Copyright © 2018–2023 Anne Baanen, Alexander Bentkamp, Jasmin Blanchette, Johannes Hölzl, and Jannis Limperg. See LICENSE.txt.

import LoVe.LoVelib

LoVe Demo 9: Operational Semantics

In this and the next chapter, we will see how to use Lean to specify the syntax and semantics of programming languages and to reason about the semantics.

namespace LoVe

Formal Semantics

A formal semantics helps specify and reason about the programming language itself, and about individual programs.

It can form the basis of verified compilers, interpreters, verifiers, static analyzers, type checkers, etc. Without formal proofs, these tools are almost always wrong.

In this area, proof assistants are widely used. Every year, about 10-20% of POPL papers are partially or totally formalized. Reasons for this success:

Case in point: WebAssembly. To quote Conrad Watt (with some abbreviations):

We have produced a full Isabelle mechanisation of the core execution
semantics and type system of the WebAssembly language. To complete this
proof, **several deficiencies** in the official WebAssembly specification,
uncovered by our proof and modelling work, needed to be corrected. In some
cases, these meant that the type system was **originally unsound**.

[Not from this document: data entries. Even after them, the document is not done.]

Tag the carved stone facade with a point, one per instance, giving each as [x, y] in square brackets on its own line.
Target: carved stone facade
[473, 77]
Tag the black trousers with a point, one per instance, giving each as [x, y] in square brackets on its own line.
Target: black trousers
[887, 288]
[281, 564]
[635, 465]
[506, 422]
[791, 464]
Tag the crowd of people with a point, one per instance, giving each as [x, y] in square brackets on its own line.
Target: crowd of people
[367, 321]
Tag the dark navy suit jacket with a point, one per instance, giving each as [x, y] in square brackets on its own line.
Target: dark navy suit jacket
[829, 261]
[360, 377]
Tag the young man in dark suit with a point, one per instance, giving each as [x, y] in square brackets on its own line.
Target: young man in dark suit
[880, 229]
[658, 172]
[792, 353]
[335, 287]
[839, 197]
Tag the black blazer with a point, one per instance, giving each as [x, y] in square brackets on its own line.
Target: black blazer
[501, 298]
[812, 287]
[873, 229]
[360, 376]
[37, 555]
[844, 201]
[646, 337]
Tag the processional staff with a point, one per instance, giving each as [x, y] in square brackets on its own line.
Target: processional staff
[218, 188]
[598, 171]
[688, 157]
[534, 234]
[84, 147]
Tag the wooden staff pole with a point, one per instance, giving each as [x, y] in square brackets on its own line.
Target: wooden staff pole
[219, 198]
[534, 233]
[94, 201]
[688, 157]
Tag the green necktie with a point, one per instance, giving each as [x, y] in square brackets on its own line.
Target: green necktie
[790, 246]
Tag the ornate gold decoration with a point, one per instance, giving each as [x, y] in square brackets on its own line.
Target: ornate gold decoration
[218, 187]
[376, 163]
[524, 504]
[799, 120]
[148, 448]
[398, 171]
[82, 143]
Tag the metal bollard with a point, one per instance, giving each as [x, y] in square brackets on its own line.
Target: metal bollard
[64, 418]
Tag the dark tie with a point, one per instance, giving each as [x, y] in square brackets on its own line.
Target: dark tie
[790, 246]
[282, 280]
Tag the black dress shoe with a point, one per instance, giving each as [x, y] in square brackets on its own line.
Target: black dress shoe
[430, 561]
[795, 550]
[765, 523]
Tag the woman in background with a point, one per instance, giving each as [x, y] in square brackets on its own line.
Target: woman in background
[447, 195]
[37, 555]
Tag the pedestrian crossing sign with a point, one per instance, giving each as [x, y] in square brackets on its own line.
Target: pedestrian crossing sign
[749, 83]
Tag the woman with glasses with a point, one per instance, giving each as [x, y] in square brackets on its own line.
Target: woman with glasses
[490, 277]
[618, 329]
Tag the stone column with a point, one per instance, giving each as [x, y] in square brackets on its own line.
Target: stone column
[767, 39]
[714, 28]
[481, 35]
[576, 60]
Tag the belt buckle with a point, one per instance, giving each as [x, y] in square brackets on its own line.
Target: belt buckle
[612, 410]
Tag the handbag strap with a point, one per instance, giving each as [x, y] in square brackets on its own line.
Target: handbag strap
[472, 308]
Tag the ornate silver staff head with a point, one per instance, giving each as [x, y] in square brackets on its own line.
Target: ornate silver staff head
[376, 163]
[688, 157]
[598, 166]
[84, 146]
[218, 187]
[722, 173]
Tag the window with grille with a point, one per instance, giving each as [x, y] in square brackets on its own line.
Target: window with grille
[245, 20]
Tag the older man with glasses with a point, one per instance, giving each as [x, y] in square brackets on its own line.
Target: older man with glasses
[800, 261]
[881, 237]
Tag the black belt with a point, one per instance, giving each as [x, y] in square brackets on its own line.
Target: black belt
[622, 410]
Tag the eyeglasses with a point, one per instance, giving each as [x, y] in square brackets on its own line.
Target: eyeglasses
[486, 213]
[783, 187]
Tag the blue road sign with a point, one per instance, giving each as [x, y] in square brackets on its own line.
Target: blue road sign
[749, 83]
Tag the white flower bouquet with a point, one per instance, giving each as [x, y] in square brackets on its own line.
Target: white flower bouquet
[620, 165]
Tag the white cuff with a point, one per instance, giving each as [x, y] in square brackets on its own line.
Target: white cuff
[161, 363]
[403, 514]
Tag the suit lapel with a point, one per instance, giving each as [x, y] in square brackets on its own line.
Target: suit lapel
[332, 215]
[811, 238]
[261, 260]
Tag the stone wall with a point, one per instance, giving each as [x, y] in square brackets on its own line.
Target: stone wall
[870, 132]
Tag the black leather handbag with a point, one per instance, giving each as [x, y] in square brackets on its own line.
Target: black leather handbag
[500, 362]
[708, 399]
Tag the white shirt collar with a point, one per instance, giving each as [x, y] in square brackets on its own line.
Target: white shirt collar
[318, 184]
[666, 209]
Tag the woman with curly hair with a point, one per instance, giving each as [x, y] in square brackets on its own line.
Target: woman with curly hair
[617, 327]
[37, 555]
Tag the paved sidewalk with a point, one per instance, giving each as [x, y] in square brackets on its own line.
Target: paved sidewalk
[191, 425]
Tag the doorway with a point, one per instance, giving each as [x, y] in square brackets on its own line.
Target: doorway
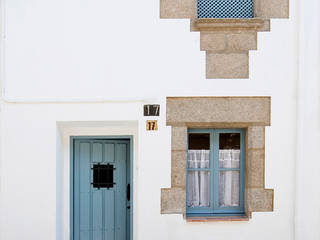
[101, 189]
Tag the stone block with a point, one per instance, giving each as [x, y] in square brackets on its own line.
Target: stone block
[178, 8]
[255, 169]
[179, 138]
[271, 8]
[242, 41]
[217, 110]
[227, 65]
[173, 200]
[212, 41]
[256, 137]
[178, 169]
[259, 199]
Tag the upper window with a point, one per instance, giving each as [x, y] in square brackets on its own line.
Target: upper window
[215, 171]
[225, 8]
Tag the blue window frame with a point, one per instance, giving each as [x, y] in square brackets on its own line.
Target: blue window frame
[225, 8]
[215, 172]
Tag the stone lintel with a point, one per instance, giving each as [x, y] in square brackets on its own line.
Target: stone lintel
[211, 110]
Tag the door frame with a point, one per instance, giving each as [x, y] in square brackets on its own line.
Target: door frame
[130, 165]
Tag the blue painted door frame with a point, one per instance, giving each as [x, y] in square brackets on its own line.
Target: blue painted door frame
[102, 214]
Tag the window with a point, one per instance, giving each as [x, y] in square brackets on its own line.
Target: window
[215, 172]
[225, 9]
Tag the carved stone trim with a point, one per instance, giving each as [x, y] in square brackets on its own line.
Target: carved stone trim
[234, 64]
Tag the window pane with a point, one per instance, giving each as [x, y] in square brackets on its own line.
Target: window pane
[229, 141]
[199, 141]
[229, 150]
[229, 188]
[198, 189]
[198, 158]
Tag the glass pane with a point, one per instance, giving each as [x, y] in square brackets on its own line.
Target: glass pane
[198, 158]
[229, 188]
[198, 189]
[229, 150]
[199, 141]
[229, 141]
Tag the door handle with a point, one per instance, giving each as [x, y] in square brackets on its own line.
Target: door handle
[128, 192]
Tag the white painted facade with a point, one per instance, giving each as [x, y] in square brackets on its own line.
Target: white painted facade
[87, 67]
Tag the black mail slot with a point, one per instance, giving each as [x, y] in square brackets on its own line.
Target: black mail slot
[103, 176]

We have maintained a constructive dialogue with the working group,
verifying new features as they are added. In particular, the mechanism by
which a WebAssembly implementation interfaces with its host environment was
not formally specified in the working group's original paper. Extending our
mechanisation to model this feature revealed a deficiency in the WebAssembly
specification that **sabotaged the soundness** of the type system.

A Minimalistic Imperative Language

A state s is a function from variable names to values (String → ℕ).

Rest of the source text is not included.